Decoding and Verification
Strip the ".b32.i2p" from the hostname data = Base32.decode(hostname) Calculate checksum = CRC-32(data[3:end]) Treat checksum as little-endian. flags = data[0] ^ (byte) checksum if 1 byte sigtypes: pubkey sigtype = data[1] ^ (byte) (checksum >> 8) blinded sigtype = data[2] ^ (byte) (checksum >> 16) else (2 byte sigtypes) : pubkey sigtype = data[1] ^ ((byte) (checksum >> 8)) || data[2] ^ ((byte) (checksum >> 16)) blinded sigtype = data[3] || data[4] parse the remainder based on the flags to get the public key
Secret and Private Key Bits
The secret and private key bits are used to indicate to clients, proxies, or other client-side code that the secret and/or private key will be required to decrypt the leaseset. Particular implementations may prompt the user to supply the required data, or reject connection attempts if the required data is missing.
Notes
- XORing first 3 bytes with the hash provides a limited checksum capability, and ensures that all base32 chars at the beginning are randomized. Only a few flag and sigtype combinations are valid, so any typo is likely to create an invalid combination and will be rejected.
- In the usual case (1 byte sigtypes, no secret, no per-client auth), the hostname will be {56 chars}.b32.i2p, decoding to 35 bytes, same as Tor.

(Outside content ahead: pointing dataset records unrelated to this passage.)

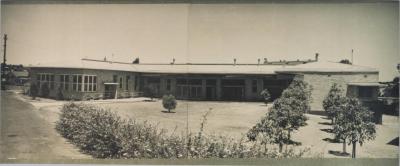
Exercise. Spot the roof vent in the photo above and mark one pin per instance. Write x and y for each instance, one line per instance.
(265, 60)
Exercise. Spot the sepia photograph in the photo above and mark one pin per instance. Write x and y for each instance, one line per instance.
(208, 82)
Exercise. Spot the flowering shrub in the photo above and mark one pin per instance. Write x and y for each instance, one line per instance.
(103, 134)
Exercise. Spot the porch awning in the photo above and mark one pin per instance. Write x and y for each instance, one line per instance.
(375, 84)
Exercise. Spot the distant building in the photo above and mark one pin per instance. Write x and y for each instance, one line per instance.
(102, 79)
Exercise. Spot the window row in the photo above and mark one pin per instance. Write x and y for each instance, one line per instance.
(80, 83)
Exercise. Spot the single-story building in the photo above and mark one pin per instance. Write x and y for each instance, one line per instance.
(103, 79)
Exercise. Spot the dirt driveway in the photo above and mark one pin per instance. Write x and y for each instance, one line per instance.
(26, 135)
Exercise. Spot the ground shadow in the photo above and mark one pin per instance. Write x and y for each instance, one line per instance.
(325, 123)
(148, 100)
(327, 130)
(291, 142)
(338, 153)
(167, 112)
(394, 142)
(321, 113)
(330, 140)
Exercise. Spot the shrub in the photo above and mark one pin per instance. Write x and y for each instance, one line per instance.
(169, 102)
(103, 134)
(266, 95)
(44, 90)
(34, 91)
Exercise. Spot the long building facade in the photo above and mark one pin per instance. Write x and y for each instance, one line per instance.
(101, 79)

- Tor 2-byte checksum has a 1/64K false negative rate. With 3 bytes, minus a few ignored bytes, ours is approaching 1 in a million, since most flag/sigtype combinations are invalid.
- Adler-32 is a poor choice for small inputs, and for detecting small changes. We use CRC-32 instead. CRC-32 is fast and is widely available.

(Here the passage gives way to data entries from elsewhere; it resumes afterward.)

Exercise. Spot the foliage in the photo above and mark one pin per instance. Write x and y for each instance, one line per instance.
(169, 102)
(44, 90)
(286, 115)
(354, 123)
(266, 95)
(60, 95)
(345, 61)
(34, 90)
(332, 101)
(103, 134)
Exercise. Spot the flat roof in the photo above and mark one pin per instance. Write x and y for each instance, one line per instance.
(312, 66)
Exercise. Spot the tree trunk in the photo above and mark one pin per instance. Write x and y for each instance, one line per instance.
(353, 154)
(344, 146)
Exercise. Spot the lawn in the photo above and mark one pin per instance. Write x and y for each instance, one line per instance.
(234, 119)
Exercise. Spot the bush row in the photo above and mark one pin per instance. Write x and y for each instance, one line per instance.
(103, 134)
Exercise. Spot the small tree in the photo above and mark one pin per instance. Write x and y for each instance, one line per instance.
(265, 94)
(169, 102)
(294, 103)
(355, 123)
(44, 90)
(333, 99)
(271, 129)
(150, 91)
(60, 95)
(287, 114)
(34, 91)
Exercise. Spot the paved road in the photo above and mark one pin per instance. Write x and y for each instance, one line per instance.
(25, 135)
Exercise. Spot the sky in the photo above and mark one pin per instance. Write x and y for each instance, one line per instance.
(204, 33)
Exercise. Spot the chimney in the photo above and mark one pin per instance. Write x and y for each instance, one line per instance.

- While outside the scope of this specification, routers and/or clients must remember and cache (probably persistently) the mapping of public key to destination, and vice versa.
- Distinguish old from new flavors by length. Old b32 addresses are always {52 chars}.b32.i2p. New ones are {56+ chars}.b32.i2p
- Tor discussion thread is here
- Don't expect 2-byte sigtypes to ever happen, we're only up to 13. No need to implement now.
- New format can be used in jump links (and served by jump servers) if desired, just like b32.
- Any secret, private key, or public key longer than 32 bytes would exceed the DNS max label length of 63 chars. Browsers probably do not care.
- No backward compatibility issues. Longer b32 addresses will fail to be converted to 32-byte hashes in old software.